Et l'HUDERF dans tout ça?

Le rôle de l'HUDERF dans cette lutte est indirect puisqu'il passe par la présence du Pr Goyens et du Dr Shancy Roose, pédiatre en formation. L'asbl des Amis de l'HUDERF soutient également la fondation. Cette action répond principalement à un objectif désintéressé, qui est de venir en aide à une population en difficulté et très oubliée... mais l'hôpital lui-même en retire des bienfaits. En premier lieu, la publication d'études et de travaux de recherche sur la maladie de Kashin-Beck. L'opportunité d'envoyer des personnes faire de la médecine dans des pays moins développés est elle aussi précieuse, comme le souligne le Pr Goyens: "la médecine pratiquée dans ce contexte est très différente. Privés d'imagerie et de laboratoire, les médecins doivent apprendre ou réapprendre à écouter leurs patients, à se pencher sur la clinique. Cette approche est très formatrice!"

:: La maladie de Kashin-Beck en chiffres ::
>Dans le monde, 2 millions de personnes souffrent de la maladie de Kashin-Beck, et 30 millions de personnes sont à risque de la développer.
>Dans certains villages, jusqu'à 50% de la population est affectée et donc fortement invalidée. Dans cette région d'agriculteurs, l'impact économique est très important.
>L'équipe locale du Kashin-Beck Disease Fund compte une douzaine de Tibétains, formés par la fondation, qui sont présents toute l'année et passent régulièrement dans les villages affectés par la maladie pour la mise en œuvre des projets: distributions de compléments nutritionnels, appui aux agriculteurs, prélèvements pour analyse…

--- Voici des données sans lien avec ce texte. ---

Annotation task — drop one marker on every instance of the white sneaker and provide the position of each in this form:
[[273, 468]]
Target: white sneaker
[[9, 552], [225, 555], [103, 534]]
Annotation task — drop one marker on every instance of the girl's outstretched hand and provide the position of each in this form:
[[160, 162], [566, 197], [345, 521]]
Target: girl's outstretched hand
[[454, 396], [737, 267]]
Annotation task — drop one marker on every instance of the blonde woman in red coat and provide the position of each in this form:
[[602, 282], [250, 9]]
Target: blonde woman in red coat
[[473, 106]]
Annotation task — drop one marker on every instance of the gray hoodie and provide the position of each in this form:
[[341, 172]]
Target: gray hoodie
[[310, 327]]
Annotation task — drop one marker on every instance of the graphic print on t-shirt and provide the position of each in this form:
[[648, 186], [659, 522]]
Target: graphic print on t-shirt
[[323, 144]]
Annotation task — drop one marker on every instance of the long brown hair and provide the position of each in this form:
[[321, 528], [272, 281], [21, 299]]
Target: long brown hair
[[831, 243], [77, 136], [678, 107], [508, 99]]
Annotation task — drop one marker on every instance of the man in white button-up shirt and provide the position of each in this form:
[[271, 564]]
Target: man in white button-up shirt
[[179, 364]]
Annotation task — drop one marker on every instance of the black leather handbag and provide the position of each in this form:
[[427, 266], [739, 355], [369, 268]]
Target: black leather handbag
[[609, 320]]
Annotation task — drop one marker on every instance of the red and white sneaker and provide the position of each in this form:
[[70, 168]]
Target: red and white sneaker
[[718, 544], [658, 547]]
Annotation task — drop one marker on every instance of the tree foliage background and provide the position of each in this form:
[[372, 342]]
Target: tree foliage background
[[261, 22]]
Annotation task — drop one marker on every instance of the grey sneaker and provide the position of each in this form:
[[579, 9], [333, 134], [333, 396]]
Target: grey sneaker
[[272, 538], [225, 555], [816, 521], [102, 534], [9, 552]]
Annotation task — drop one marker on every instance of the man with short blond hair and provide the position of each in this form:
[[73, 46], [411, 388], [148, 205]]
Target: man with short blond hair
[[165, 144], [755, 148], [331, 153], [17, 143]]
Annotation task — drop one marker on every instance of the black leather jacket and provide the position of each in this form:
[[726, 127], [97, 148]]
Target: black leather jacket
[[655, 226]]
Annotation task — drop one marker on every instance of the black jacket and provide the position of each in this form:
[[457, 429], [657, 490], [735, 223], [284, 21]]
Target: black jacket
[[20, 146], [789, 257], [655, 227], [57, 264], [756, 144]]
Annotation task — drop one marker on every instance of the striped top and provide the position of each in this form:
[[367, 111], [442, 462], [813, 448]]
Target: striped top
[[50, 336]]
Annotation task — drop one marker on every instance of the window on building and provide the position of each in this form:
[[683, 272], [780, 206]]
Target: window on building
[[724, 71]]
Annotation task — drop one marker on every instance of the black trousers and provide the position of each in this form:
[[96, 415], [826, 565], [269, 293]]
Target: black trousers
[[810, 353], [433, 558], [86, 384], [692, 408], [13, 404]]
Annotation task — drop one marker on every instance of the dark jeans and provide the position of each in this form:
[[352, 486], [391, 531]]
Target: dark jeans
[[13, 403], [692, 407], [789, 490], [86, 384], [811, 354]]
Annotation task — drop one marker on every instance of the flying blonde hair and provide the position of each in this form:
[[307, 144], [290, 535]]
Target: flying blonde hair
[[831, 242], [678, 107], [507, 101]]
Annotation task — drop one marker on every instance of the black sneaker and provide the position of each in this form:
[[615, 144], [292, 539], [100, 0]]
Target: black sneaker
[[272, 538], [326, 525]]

>La Fondation vient en aide à une centaine de villages tibétains, et touche ainsi environ 10.000 personnes.
Du travail humanitaire:: Pas seulement le Tibet :: L'HUDERF, au travers du Pr Goyens, était aussi présent au Vietnam jusqu'à l'année dernière, puisqu'il participait à un projet de soutien de l'un des hôpitaux d'enfants les plus importants de Hô Chi Minh Ville.
Constitué à l'origine pour soutenir l'hôpital dans un programme de greffe hépatique chez l'enfant, le partenariat a évolué au fil des années. Le Pr Goyens a bon espoir de développer l'an prochain des projets visant la création d'un réseau en milieu urbain et rural autour de l'hôpital de référence, mais aussi à soutenir des activités "transversales" au sein de l'hôpital, telles que la nutrition, la gestion des antibiotiques, l'hygiène hospitalière... Sans oublier que l'HUDERF peut lui aussi bénéficier de ce partenariat: "Cet hôpital est dix fois plus grand que l'HUDERF, les moyens sont bien plus limités qu'ici, l'informatique est embryonnaire… et pourtant cela fonctionne!", souligne le Pr Goyens.